However, ergolines can also have significant side effects, including hallucinations, nausea, and changes in blood pressure. In addition, some ergot alkaloids have been associated with a rare but serious condition called ergotism, which is characterized by symptoms such as muscle spasms, vomiting, and gangrene. Therefore, the use of ergolines must be carefully monitored and managed to ensure their safety and effectiveness.
Some specific examples of drugs that contain ergolines include:
* Dihydroergotamine (DHE): used for the treatment of migraine headaches
* Pergolide: used for the treatment of Parkinson's disease
* Cabergoline: used for the treatment of Parkinson's disease and certain types of hormonal disorders
It is important to note that while ergolines have shown promise in some therapeutic areas, they are not without their risks. As with any medication, it is essential to consult with a healthcare provider before using any drug containing ergolines to ensure that it is safe and appropriate for an individual's specific needs.
Bromocriptine is a dopamine receptor agonist drug, which means it works by binding to and activating dopamine receptors in the brain. It has several therapeutic uses, including:
* Treatment of Parkinson's disease: Bromocriptine can be used alone or in combination with levodopa to help manage the symptoms of Parkinson's disease, such as stiffness, tremors, spasms, and poor muscle control.
* Suppression of lactation: Bromocriptine can be used to suppress milk production in women who are not breastfeeding or who have stopped breastfeeding but still have high levels of prolactin, a hormone that stimulates milk production.
* Treatment of pituitary tumors: Bromocriptine can be used to shrink certain types of pituitary tumors, such as prolactinomas, which are tumors that secrete excessive amounts of prolactin.
* Management of acromegaly: Bromocriptine can be used to manage the symptoms of acromegaly, a rare hormonal disorder characterized by abnormal growth and enlargement of body tissues, by reducing the production of growth hormone.
Bromocriptine is available in immediate-release and long-acting formulations, and it is usually taken orally. Common side effects of bromocriptine include nausea, dizziness, lightheadedness, and drowsiness. Serious side effects are rare but can include hallucinations, confusion, and priapism (prolonged erection).

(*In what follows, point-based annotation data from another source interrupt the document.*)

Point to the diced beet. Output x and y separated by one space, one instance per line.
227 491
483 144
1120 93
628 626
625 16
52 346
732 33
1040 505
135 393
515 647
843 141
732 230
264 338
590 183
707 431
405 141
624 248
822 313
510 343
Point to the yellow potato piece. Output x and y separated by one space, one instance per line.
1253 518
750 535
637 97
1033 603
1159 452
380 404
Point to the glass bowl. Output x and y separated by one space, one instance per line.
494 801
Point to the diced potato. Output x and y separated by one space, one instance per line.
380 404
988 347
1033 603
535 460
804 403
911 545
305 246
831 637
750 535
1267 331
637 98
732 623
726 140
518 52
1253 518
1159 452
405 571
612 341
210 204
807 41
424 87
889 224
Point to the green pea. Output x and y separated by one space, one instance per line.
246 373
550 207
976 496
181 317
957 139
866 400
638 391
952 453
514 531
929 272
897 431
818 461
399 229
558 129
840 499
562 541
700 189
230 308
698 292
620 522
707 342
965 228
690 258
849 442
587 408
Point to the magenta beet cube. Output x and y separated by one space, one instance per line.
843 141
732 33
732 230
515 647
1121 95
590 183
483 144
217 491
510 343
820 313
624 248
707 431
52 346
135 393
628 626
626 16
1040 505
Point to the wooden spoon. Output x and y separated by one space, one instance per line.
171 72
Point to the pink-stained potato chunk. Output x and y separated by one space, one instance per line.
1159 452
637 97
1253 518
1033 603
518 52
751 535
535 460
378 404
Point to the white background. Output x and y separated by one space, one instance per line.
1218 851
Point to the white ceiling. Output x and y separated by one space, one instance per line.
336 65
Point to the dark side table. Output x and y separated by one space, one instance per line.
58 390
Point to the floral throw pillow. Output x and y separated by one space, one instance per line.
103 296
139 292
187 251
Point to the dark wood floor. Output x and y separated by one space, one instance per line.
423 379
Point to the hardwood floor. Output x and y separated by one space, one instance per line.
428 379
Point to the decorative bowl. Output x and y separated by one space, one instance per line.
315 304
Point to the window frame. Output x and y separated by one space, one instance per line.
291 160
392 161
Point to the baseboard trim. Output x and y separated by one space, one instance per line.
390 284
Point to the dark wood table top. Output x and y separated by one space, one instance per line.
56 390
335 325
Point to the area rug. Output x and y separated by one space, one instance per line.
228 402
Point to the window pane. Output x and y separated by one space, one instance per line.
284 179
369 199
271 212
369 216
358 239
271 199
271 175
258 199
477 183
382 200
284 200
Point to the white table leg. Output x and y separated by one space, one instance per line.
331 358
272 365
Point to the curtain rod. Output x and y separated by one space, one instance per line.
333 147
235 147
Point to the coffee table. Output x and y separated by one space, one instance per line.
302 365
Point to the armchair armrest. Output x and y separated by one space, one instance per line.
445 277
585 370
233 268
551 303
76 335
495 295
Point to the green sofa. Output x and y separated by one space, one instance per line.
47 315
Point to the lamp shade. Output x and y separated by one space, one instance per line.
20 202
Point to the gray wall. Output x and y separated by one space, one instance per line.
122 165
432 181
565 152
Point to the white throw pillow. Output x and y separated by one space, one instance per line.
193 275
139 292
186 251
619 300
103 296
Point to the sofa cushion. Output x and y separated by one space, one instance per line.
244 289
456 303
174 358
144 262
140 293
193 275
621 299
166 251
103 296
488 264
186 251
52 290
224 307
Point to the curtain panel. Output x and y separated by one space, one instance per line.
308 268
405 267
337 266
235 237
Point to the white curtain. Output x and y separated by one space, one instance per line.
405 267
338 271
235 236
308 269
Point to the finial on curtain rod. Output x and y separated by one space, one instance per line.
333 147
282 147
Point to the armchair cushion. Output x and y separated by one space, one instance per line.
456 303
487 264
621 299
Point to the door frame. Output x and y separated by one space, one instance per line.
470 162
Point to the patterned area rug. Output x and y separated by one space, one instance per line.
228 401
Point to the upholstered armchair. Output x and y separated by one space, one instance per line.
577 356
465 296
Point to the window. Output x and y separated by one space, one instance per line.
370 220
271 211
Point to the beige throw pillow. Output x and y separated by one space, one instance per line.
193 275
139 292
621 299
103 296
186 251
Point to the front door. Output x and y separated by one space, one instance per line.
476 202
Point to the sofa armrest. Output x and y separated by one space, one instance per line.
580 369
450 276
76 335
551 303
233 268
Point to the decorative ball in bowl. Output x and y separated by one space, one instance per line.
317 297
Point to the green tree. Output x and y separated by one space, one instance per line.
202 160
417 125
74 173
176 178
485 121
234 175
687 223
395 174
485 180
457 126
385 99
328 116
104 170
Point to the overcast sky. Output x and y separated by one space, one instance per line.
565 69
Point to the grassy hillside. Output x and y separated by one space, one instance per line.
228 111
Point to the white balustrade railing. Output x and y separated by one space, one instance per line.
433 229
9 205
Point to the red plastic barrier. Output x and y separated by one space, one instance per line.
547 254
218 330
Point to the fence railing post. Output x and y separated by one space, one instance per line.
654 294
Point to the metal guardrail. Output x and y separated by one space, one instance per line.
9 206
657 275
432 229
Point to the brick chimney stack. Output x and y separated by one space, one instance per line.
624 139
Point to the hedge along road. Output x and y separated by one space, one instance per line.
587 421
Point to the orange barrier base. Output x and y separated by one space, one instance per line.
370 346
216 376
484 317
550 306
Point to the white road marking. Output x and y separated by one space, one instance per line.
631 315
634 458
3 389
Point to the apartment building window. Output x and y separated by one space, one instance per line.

Pituitary neoplasms refer to abnormal growths or tumors in the pituitary gland, a small endocrine gland located at the base of the brain. These neoplasms can be benign (non-cancerous) or malignant (cancerous), with most being benign. They can vary in size and may cause various symptoms depending on their location, size, and hormonal activity.
Pituitary neoplasms can produce and secrete excess hormones, leading to a variety of endocrine disorders such as Cushing's disease (caused by excessive ACTH production), acromegaly (caused by excessive GH production), or prolactinoma (caused by excessive PRL production). They can also cause local compression symptoms due to their size, leading to headaches, vision problems, and cranial nerve palsies.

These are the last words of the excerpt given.